Già, per stare sul mercato si deve essere competitivi e la struttura del Gruppo torinese ha delle sacche di inefficienza in stabilimenti che lamentano carenze strutturali e diseconomie. Infatti l'a.d. di FIAT reclama una bassa saturazione degli impianti da cui si generano queste inefficienze che limitano la competitività del gruppo sul mercato. La chiusura degli stabilimenti incriminati (Termini Imerese e forse Pomigliano d'Arco) lascerebbe a casa molti dipendenti in aree geografiche del paese problematiche. Risulta dunque alquanto complesso conciliare la responsabilità sociale del Gruppo senza che questo ne risulti in qualche modo penalizzato rispetto ai concorrenti.
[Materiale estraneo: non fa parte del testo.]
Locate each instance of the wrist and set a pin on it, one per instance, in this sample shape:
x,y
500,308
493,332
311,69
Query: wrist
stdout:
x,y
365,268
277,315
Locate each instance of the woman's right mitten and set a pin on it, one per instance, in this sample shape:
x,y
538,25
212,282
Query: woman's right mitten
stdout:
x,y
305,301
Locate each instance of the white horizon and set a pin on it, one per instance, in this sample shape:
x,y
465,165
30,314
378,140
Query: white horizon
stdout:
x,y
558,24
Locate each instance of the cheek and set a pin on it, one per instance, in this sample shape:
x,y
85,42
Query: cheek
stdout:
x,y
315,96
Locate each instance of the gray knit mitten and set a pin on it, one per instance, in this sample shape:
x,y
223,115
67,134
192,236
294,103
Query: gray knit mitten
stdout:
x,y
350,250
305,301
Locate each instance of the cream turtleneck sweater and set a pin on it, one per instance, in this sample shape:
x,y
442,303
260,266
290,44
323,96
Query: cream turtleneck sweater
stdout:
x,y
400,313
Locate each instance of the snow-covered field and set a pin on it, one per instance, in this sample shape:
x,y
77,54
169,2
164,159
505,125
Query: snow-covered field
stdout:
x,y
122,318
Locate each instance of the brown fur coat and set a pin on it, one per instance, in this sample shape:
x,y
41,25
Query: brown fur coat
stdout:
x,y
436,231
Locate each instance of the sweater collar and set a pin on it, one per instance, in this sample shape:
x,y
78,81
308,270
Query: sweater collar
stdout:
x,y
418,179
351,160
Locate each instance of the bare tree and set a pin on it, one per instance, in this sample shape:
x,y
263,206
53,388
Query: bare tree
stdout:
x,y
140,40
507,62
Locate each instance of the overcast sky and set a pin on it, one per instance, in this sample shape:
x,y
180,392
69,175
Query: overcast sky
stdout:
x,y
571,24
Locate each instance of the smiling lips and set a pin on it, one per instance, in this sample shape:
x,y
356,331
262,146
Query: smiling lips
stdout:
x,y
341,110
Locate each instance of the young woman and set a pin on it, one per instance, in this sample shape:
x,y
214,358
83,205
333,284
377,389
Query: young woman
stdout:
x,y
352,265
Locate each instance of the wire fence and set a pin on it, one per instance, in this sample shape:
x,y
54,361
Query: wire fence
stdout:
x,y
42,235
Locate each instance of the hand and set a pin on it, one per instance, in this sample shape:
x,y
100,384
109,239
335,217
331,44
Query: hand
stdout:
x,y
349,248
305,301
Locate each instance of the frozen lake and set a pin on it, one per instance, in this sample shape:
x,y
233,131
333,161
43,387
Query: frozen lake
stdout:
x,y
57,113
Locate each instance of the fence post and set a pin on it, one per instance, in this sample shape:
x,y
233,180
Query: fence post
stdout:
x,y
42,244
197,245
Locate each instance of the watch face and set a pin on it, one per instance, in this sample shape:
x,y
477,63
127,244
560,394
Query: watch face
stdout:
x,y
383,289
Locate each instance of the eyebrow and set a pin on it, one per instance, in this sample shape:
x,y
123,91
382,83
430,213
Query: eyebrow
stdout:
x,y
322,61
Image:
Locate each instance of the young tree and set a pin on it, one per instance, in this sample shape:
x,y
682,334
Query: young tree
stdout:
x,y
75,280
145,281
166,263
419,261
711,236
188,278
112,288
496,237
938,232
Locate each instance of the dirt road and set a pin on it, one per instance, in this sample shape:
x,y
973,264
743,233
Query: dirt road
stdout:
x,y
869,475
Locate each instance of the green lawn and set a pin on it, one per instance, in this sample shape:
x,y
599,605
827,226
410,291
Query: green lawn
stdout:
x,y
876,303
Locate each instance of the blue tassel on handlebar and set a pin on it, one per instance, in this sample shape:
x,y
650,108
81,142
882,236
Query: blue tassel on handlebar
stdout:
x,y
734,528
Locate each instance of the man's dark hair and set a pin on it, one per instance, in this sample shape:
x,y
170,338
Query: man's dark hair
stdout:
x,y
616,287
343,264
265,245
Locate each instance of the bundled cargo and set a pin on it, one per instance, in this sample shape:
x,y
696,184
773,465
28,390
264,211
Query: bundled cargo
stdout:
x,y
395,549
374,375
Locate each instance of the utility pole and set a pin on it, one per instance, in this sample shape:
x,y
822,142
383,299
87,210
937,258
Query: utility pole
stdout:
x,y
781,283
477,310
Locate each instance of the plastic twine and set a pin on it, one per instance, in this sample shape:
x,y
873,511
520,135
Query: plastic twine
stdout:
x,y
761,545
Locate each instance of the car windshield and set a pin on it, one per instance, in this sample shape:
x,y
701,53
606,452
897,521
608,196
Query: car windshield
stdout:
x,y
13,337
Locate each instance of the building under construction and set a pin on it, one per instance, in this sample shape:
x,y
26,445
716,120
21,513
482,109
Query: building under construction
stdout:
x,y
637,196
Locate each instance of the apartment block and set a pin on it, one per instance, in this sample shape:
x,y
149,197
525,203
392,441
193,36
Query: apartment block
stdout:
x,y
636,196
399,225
In questo momento si stanno scontando scelte poco lungimiranti prese nel passato sull'euforia dell'assistenzialismo statale in cui spesso per scelta lo Stato copriva delle inefficienze industriali per garantire un certo welfare in aree depresse del paese. Ora questo tempo è finito ed è giusto consentire alle imprese di rincorrere la propria competitività senza lasciarsi ingabbiare in pericolosi giochi etici, pena l'esistenza stessa dell'azienda (che in caso di scomparsa produrrebbe danni maggiori).
Non vogliamo più Gruppi industriali che sono degli ammortizzatori sociali come la vecchia Alitalia che non aveva ragion di esistere se non perchè lo stato copriva le carenze e dava occupazione. La FIAT ha iniziato a funzionare proprio quando lo Stato si è levato dai piedi e si è dato spazio a persone competenti e preparate!